The preferred molecule of material.
To the band gap of divalent platinum complex 16,18,21,31,46,61 provided by embodiments of the present invention and related light
It is as follows to learn property representation:
Band gap magnitude (the E of materialg), LUMO and HOMO value measured using cyclic voltammetry (CV).Entire test process is in hand
It is carried out on CHI600D electrochemical workstation (Shanghai Chen Hua instrument company) in casing (Lab2000, Etelux), is with Pt column
Working electrode, using Ag/AgCl as reference electrode, Pt for auxiliary electrode constitute three-electrode system, test process use medium
It is 0.1M hexafluorophosphoric acid 4-butyl amine (Bu4NPF6) dimethylformamide (DMF) solution, surveyed potential is with the two of addition cyclopentadienyls
Iron (Fc) is used as internal standard.λ is the peak wavelength of divalent platinum complex dissolution in methylene chloride in following table, and FWHM is its half-peak
Width, the triplet state photon energy (E of materialT1) by 1240/ λ of formula0→1Calculate (λ0→1For the first vibration under the conditions of 77K
Peak), unit is electronics Ford (eV).
Table 2 is the energy level data of complex.From the data of table 2 it is found that the energy level of the HOMO track of complex 16,46,61
It is lower than complex 31, illustrate that the HOMO energy level of material can be improved on the position benzimidazole N long chain alkylating.Complex
46 and 61 lumo energy is lower than the lumo energy of complex 16 and 31, this explanation introduces aryl substituent on benzimidazole
Lumo energy can be improved.The triplet energy state of four divalent platinum complexes is unanimously 2.76eV, this mainly has with mother nucleus structure
It closes, illustrates that triplet state radiation transistion is with uniformity in the case where low temperature condition i.e. molecular thermalmotion limitation.This also says
Bright, these divalent platinum complexes can be by introducing substituent group to the tune within its energy level and its emission spectrum progress small range
Control, to obtain optimal luminescent spectrum section.

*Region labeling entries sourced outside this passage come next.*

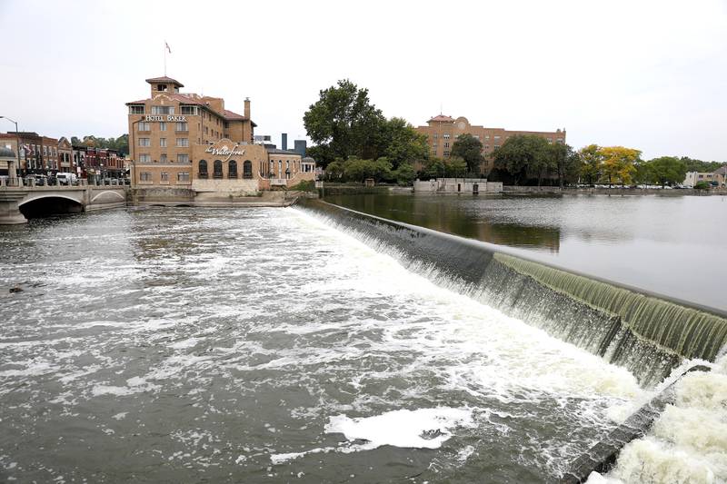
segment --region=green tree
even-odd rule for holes
[[[649,160],[649,168],[653,173],[655,182],[662,187],[669,184],[681,183],[687,173],[687,163],[676,156],[661,156]]]
[[[396,180],[396,183],[401,186],[409,186],[416,178],[416,172],[411,163],[403,163],[392,173],[392,176]]]
[[[378,151],[385,154],[394,169],[403,163],[423,162],[429,156],[426,136],[417,133],[406,120],[393,117],[384,121],[382,127]]]
[[[598,182],[603,173],[603,153],[598,144],[589,144],[578,151],[581,176],[589,185]]]
[[[513,176],[517,185],[528,173],[538,177],[540,185],[548,165],[548,142],[535,134],[518,134],[506,139],[493,153],[494,167]]]
[[[320,92],[320,99],[311,104],[303,117],[308,136],[318,145],[327,159],[349,156],[377,158],[385,122],[379,109],[371,104],[367,89],[359,89],[345,79]]]
[[[608,178],[609,185],[614,182],[622,185],[631,184],[636,173],[636,163],[642,152],[623,146],[606,146],[601,149],[603,154],[603,174]]]
[[[466,133],[460,134],[452,144],[451,154],[464,160],[468,172],[480,174],[480,167],[484,157],[483,156],[483,143],[479,139]]]
[[[464,176],[467,173],[467,163],[463,158],[452,156],[444,161],[444,173],[450,178]]]

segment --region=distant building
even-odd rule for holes
[[[704,182],[713,187],[725,188],[727,186],[727,164],[713,172],[687,172],[682,184],[694,186],[700,182]]]
[[[427,121],[426,126],[419,126],[416,131],[427,137],[430,154],[437,158],[448,158],[452,145],[461,134],[472,134],[483,143],[483,163],[481,172],[484,174],[493,169],[492,153],[495,148],[500,147],[510,136],[517,134],[535,134],[543,136],[548,143],[565,143],[565,129],[554,132],[541,131],[508,131],[503,128],[485,128],[470,124],[467,118],[460,116],[457,119],[439,114]]]

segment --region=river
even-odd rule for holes
[[[299,208],[0,242],[3,481],[548,482],[649,396]]]
[[[727,311],[727,197],[380,193],[334,203]]]

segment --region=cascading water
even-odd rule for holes
[[[410,270],[627,368],[653,387],[683,359],[714,361],[723,314],[554,269],[503,249],[320,201],[305,209]]]

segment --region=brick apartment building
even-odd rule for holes
[[[146,82],[150,96],[126,103],[134,187],[256,193],[314,179],[312,158],[254,143],[249,99],[239,114],[170,77]]]
[[[541,131],[509,131],[503,128],[485,128],[470,124],[467,118],[460,116],[457,119],[443,114],[439,114],[427,121],[426,126],[418,126],[416,131],[427,137],[430,154],[437,158],[447,158],[450,155],[452,145],[460,134],[472,134],[483,143],[484,162],[481,172],[484,174],[493,169],[492,153],[495,148],[502,145],[507,138],[516,134],[535,134],[543,136],[550,143],[565,143],[565,130],[558,129],[554,132]]]

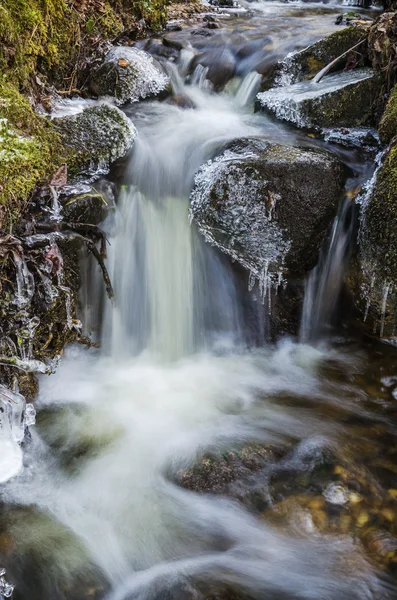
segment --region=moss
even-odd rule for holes
[[[294,55],[293,63],[301,70],[303,79],[312,79],[321,69],[358,44],[364,37],[365,32],[360,27],[345,27],[298,52]],[[360,51],[364,52],[364,44]],[[337,67],[343,68],[342,60]]]
[[[391,147],[378,172],[368,205],[367,234],[376,256],[377,277],[397,281],[397,145]]]
[[[318,100],[307,100],[302,108],[310,122],[319,127],[371,125],[376,90],[376,79],[366,78],[321,96]]]
[[[64,162],[60,137],[14,84],[0,80],[0,229],[11,229],[35,185]]]
[[[397,135],[397,86],[394,86],[379,124],[379,137],[388,144]]]

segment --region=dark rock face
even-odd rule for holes
[[[113,96],[118,104],[136,102],[163,92],[168,77],[146,52],[115,46],[91,75],[90,88],[97,96]]]
[[[207,79],[216,90],[221,90],[236,72],[236,59],[228,48],[198,54],[193,58],[189,70],[193,72],[198,65],[208,69]]]
[[[316,263],[343,181],[326,152],[240,140],[197,173],[191,215],[209,242],[277,284]]]
[[[345,27],[300,52],[289,54],[276,65],[272,75],[264,81],[263,89],[268,89],[273,85],[291,85],[312,79],[330,62],[365,40],[365,36],[366,32],[361,27]],[[366,43],[363,43],[357,48],[355,54],[358,64],[365,63],[366,54]],[[348,60],[349,55],[345,55],[335,65],[334,70],[343,69]]]
[[[136,129],[128,117],[107,104],[54,119],[53,124],[70,151],[72,178],[106,174],[110,164],[128,152],[136,136]]]
[[[372,123],[376,81],[371,69],[327,75],[258,94],[262,109],[298,127],[357,127]]]
[[[361,197],[359,254],[350,284],[372,331],[394,336],[397,316],[397,145]]]

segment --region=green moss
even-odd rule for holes
[[[359,27],[345,27],[298,52],[294,56],[294,63],[302,70],[305,79],[311,79],[335,58],[358,44],[364,37],[365,33]],[[360,51],[364,51],[364,44]],[[346,57],[344,61],[346,62]],[[337,65],[338,68],[343,67],[342,60],[340,62],[341,64]]]
[[[60,138],[5,78],[0,80],[0,229],[11,229],[37,183],[64,161]]]
[[[378,172],[367,209],[368,240],[376,257],[377,276],[397,281],[397,145],[389,150]]]
[[[388,144],[397,135],[397,86],[394,86],[379,124],[379,137]]]

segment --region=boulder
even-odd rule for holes
[[[136,137],[130,119],[115,106],[100,104],[52,121],[68,152],[71,179],[95,178],[109,172],[112,162],[124,156]]]
[[[117,104],[157,96],[169,83],[152,56],[129,46],[115,46],[94,71],[90,88],[97,96],[113,96]]]
[[[355,303],[371,333],[395,335],[397,317],[397,144],[358,199],[359,250],[350,271]]]
[[[264,82],[263,89],[268,89],[274,85],[291,85],[299,81],[312,79],[333,60],[362,42],[365,36],[366,31],[362,27],[345,27],[303,50],[291,52],[278,62],[271,77]],[[355,61],[363,63],[366,59],[366,43],[357,48],[357,52],[360,54],[357,55],[356,53],[354,55]],[[349,59],[349,55],[344,56],[335,65],[335,69],[344,68]]]
[[[192,59],[189,71],[193,73],[198,65],[207,69],[206,78],[216,90],[224,88],[236,72],[235,56],[227,47],[214,48],[198,54]]]
[[[343,181],[327,152],[240,140],[196,174],[191,217],[254,279],[277,285],[315,265]]]
[[[327,75],[261,92],[259,107],[298,127],[357,127],[372,123],[376,78],[369,68]]]
[[[397,135],[397,86],[394,86],[379,123],[379,138],[389,144]]]

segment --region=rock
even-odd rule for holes
[[[397,144],[359,197],[357,262],[350,272],[356,306],[371,330],[394,336],[397,317]],[[367,318],[368,317],[368,318]]]
[[[66,186],[59,195],[65,221],[98,225],[110,208],[114,207],[112,184],[106,179],[86,184]]]
[[[224,88],[236,72],[236,59],[229,48],[217,48],[198,54],[192,59],[189,71],[192,73],[198,65],[208,69],[207,79],[216,90]]]
[[[360,27],[346,27],[299,52],[291,52],[276,65],[272,76],[264,82],[263,89],[268,89],[274,85],[291,85],[299,81],[312,79],[338,56],[364,40],[365,36],[365,30]],[[362,57],[366,56],[365,43],[357,49],[357,52],[361,53]],[[347,60],[348,56],[345,56],[335,65],[335,69],[343,69]],[[361,64],[363,64],[362,59]]]
[[[175,96],[170,98],[169,104],[174,104],[175,106],[179,106],[179,108],[195,108],[193,100],[184,94],[175,94]]]
[[[240,140],[197,173],[191,215],[210,243],[277,284],[316,263],[343,180],[326,152]]]
[[[385,144],[389,144],[394,136],[397,135],[397,86],[394,86],[385,112],[379,123],[379,138]]]
[[[327,75],[319,83],[275,87],[257,98],[262,109],[298,127],[357,127],[371,124],[375,95],[374,72],[361,68]]]
[[[115,46],[91,75],[90,88],[97,96],[113,96],[117,104],[157,96],[166,90],[168,77],[146,52]]]
[[[136,129],[128,117],[107,104],[55,118],[53,125],[69,152],[72,179],[108,173],[111,163],[128,152],[136,137]]]
[[[168,35],[165,35],[163,37],[163,44],[164,44],[164,46],[173,48],[174,50],[177,50],[178,52],[180,52],[184,48],[184,43],[181,40],[178,40],[177,38],[171,37]]]

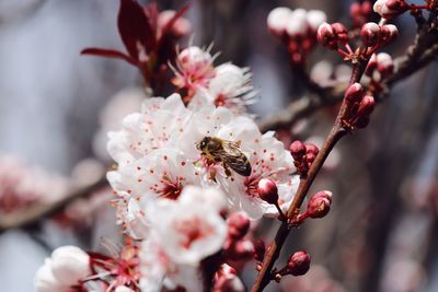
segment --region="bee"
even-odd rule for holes
[[[204,137],[196,148],[210,163],[222,163],[227,176],[231,176],[228,167],[240,175],[251,175],[251,163],[240,150],[240,141],[227,141],[215,137]]]

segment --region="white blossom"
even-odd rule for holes
[[[91,273],[89,255],[76,246],[61,246],[46,258],[35,275],[37,292],[68,291],[70,287]]]
[[[275,34],[281,35],[286,32],[290,13],[292,11],[285,7],[273,9],[267,15],[267,27]]]
[[[182,198],[192,196],[192,191],[203,189],[186,187]],[[196,267],[201,259],[220,250],[227,238],[227,223],[217,207],[204,201],[159,200],[148,215],[162,248],[175,264]]]

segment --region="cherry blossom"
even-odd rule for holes
[[[70,291],[80,280],[90,276],[89,255],[76,246],[61,246],[46,258],[35,275],[37,292]]]

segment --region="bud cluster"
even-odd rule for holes
[[[306,210],[306,212],[298,215],[292,224],[297,226],[308,218],[324,218],[330,212],[331,205],[332,191],[321,190],[316,192],[309,199],[308,209]]]
[[[296,252],[291,254],[288,258],[286,266],[279,271],[273,272],[273,278],[275,281],[279,282],[283,276],[303,276],[309,271],[310,268],[310,255],[304,252]]]
[[[313,143],[303,143],[299,140],[293,141],[289,147],[293,157],[293,164],[300,175],[306,175],[316,157],[320,150]]]
[[[387,45],[395,39],[399,35],[399,30],[393,24],[378,25],[373,22],[368,22],[362,25],[360,36],[362,44],[367,50],[367,55],[371,56],[379,47]]]
[[[356,82],[346,90],[344,98],[346,109],[342,117],[343,127],[348,130],[367,127],[376,105],[374,97],[367,95],[364,87]]]
[[[373,22],[365,23],[360,28],[364,46],[355,51],[349,46],[348,31],[341,23],[323,23],[318,28],[318,42],[333,50],[337,50],[346,60],[369,58],[378,48],[392,42],[399,34],[393,24],[379,25]],[[344,50],[343,47],[346,49]]]
[[[233,213],[228,219],[228,238],[223,249],[227,259],[232,261],[245,261],[253,258],[254,244],[244,238],[250,231],[250,219],[244,213]]]
[[[355,27],[362,26],[371,17],[372,4],[370,1],[355,2],[349,7],[349,15]]]
[[[276,8],[267,16],[267,26],[288,47],[292,65],[302,65],[316,43],[318,27],[325,20],[320,10]]]
[[[308,202],[308,217],[310,218],[324,218],[332,205],[332,191],[322,190],[313,195]]]
[[[214,292],[244,292],[245,287],[238,277],[234,268],[223,264],[215,275]]]
[[[410,4],[405,0],[377,0],[373,5],[376,13],[387,20],[394,19],[406,11],[415,11],[420,9],[433,10],[437,5],[436,1],[427,0],[424,5]]]
[[[394,62],[392,57],[387,52],[373,54],[368,62],[365,74],[370,77],[373,81],[389,77],[394,71]]]
[[[339,46],[348,45],[348,31],[342,23],[324,22],[318,27],[316,39],[324,47],[337,49]]]

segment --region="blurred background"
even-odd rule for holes
[[[186,1],[158,3],[164,10]],[[122,61],[79,52],[90,46],[124,50],[116,26],[118,4],[118,0],[0,1],[0,214],[49,205],[95,184],[111,165],[105,132],[117,129],[125,114],[138,110],[141,78]],[[268,12],[279,5],[319,9],[328,22],[351,23],[351,1],[193,0],[192,4],[186,15],[192,34],[182,46],[214,43],[212,51],[221,52],[217,63],[250,67],[260,92],[260,102],[250,110],[260,119],[307,93],[290,70],[286,48],[267,32]],[[416,30],[408,14],[396,25],[400,37],[388,47],[393,57],[404,54]],[[322,60],[333,70],[348,70],[338,55],[316,48],[308,71]],[[312,77],[332,70],[321,66]],[[344,139],[331,154],[311,192],[332,190],[332,211],[295,231],[284,250],[285,257],[308,250],[311,270],[266,291],[438,291],[437,70],[431,62],[396,84],[370,126]],[[335,113],[333,107],[322,108],[280,131],[286,140],[321,145]],[[0,231],[1,291],[33,291],[35,270],[57,246],[101,250],[103,238],[119,237],[113,224],[115,210],[108,205],[111,190],[100,186],[49,219]],[[273,238],[276,229],[276,222],[263,222],[256,234]],[[249,265],[245,284],[250,287],[254,277]]]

2 energy level data of table
| Complex | EHOMO/eV | ELUMO/eV | Eg/eV | λ/nm | ET1/eV |
| Complex 16 | -5.37 | -2.31 | 3.06 | 458 | 2.76 |
| Complex 18 | -5.28 | -2.27 | 3.01 | 458 | 2.76 |
| Complex 21 | -5.35 | -2.17 | 3.18 | 451 | 2.79 |
| Complex 31 | -5.32 | -2.27 | 3.05 | 459 | 2.76 |
| Complex 46 | -5.36 | -2.19 | 3.17 | 456 | 2.76 |
| Complex 61 | -5.38 | -2.21 | 3.17 | 456 | 2.76 |
Attached drawing 5 shows the Frontier orbital distribution of complex 16, highest occupied molecular orbital (HOMO) and lowest unoccupied molecular orbital
(LUMO) it is distributed.HOMO and LUMO is shown as isolated mode, wherein HOMO track is mainly distributed on phenoxy group carbazole and two
On the hexa-atomic becket of valence platinum central atom new life, LUMO is more evenly distributed in pyridine and benzimidazole and platinum center
The Pt-C key of Atomic coordinate, this says that Pt-C coordinate bond has armaticity in this structure of name, is conducive to the stabilization of molecular structure.
Attached drawing 6 shows the Frontier orbital distribution of complex 46, and the mode and Fig. 5 that HOMO and LUMO are shown as isolated are aobvious
16 main part of complex shown is identical, and wherein HOMO track is mainly distributed on phenoxy group carbazole and divalent platinum central atom is new
On raw hexa-atomic becket, LUMO major part is more evenly distributed in pyridine and benzimidazole and platinum central atom and matches
The Pt-C key of position, LUMO another part are distributed on a small quantity in delocalization to entire molecule, this explanation passes through substituent ReVariation, can
To regulate and control the excitation state orbit distribution of complex molecule, to obtain complex molecule knot more stable in optical physics conversion process
Structure.
Attached drawing 7 describes the triplet excited states charge and hole distribution of complex 21, in conjunction with the front rail of complex 16
Road illustrates that the track for having multiple groups high level participates in the first excited state of triplet state, is formed in the different electronics of singlet point
The process of cloth, this charge delocalization formed in crossing process between the gap that singlet to triplet state converts is known as delocalization list → tri-
Line state spin transformation (Delocalized Spin Transition, DST) mechanism, it is evident that representative complex
16 processes with the transformation of DST mechanism, this process are that state charge is excited to be transferred to carbazole and N- phenylbenzimidazol from pyridine end
On fragment structure, to be formed more3LC(3π π *) transition ingredient, lead to small excitation state structure of variation and final
The limited narrow luminescent spectrum of vibration.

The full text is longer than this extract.